After this evaluation is done, they will begin the cleaning, with the primary objective being to decontaminate all affected areas. This means they must complete the death cleanup of any substances that are visible, which may be removing floor boards and ceiling panels. The next step is to sterilize the property to make sure any blood borne pathogens or other hazardous like MRSA, STAPH, C-DIFF, HIV or Hepatitis are destroyed and can no longer cause any harm to any human or animal that may soon enter the property.
When the most unimaginable thing happens to a loved one this is who we turn to. It is very unfortunate that today we cannot even trust the people in this profession. There have been many crime scene cleanup companies that take advantage of the customer in this time of need by charging $10,000 plus for a job that could be done for a fraction of the cost. One of the things to look for; are they local not just providing service to your area. Many of them offer nationwide coverage but they do so by charging an outrageous amount, so they can fly to where the crime scene is at. Buy the equipment needed to do the job and fly back home. That is a big expense that gets passed onto you the customer. Most reputable cleaners will have all their equipment in a truck and will not take jobs they cannot drive to in a reasonable time.
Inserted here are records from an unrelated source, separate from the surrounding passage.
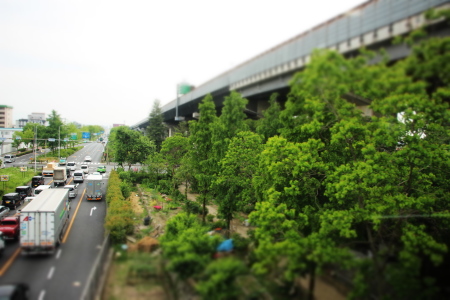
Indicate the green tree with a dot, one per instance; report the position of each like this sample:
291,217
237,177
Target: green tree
200,152
220,279
55,130
233,184
186,245
270,124
173,150
156,130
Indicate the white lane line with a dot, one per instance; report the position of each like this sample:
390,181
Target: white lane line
41,295
50,273
58,254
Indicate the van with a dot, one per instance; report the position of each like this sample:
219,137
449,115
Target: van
85,169
78,176
37,181
72,165
11,200
10,158
40,188
24,191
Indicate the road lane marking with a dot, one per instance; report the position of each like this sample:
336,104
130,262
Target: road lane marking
50,273
58,254
41,295
73,218
94,208
9,261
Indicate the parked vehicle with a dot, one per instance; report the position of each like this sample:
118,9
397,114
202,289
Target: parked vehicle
94,187
59,176
24,191
73,190
62,161
10,158
85,169
43,222
11,200
72,165
4,211
101,169
78,176
48,170
37,181
14,291
2,245
40,188
10,226
28,199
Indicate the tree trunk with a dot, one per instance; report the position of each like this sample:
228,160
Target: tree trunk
312,282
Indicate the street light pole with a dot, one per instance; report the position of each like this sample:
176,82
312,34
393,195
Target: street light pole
59,142
35,146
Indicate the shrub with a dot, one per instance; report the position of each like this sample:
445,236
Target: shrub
192,207
210,218
125,188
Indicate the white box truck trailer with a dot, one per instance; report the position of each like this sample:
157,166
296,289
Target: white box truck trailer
59,176
94,187
43,222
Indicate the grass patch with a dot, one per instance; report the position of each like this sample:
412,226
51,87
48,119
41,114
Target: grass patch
16,178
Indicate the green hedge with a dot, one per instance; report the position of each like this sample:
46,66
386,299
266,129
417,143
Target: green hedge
120,217
16,178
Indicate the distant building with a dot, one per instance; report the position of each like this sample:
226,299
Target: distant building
6,139
38,118
6,116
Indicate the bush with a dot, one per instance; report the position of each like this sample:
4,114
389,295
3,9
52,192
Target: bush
125,188
219,224
210,218
193,207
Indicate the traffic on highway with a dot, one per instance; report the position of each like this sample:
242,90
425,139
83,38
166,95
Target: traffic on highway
61,272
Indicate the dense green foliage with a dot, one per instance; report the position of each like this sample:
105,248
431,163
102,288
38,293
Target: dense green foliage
119,220
328,185
16,178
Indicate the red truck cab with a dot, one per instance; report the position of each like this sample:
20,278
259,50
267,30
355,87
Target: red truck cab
10,226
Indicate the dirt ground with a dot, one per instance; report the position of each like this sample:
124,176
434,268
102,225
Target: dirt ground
140,203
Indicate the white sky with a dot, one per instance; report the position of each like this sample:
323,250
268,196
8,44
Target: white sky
99,62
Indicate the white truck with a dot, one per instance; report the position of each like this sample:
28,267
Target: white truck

Instead they will refer you to someone in your area so that you can get this tragedy behind you and move on with your life.
This is not a job most people should take on themselves but if you have to do some research so that you are protected. Like be sure to wear a face mask, gloves, and clothes that hazardous materials will not easily soak through. There is a real danger of infectious diseases and viruses in crime scenes where blood and other bodily fluids are. Most hazardous items can be taken care of with bleach just spray it on and let it set for a few minutes. There are many other trade secrets to getting your home back to normal usually there has to be something to remove the odor and this takes other equipment. I pray that if you are reading this it is just for information and not because you do need this service. If you need help try to stay calm and talk to several cleaners before making a choice. I have researched this myself and there are companies available that truly care about you not just your money.
Google is a good place to start your search for crime scene cleanup or cleaners; Check for reviews and check with the better business bureau; Then contact the company and ask for phone numbers of previous clients. Be sure to find out if they are local or at least have a team in your area. If you feel they are just after your money your probably right so call someone else. A little research you can get a basic idea of how this process works so that you can ask specific questions to see if they actually know what they are doing.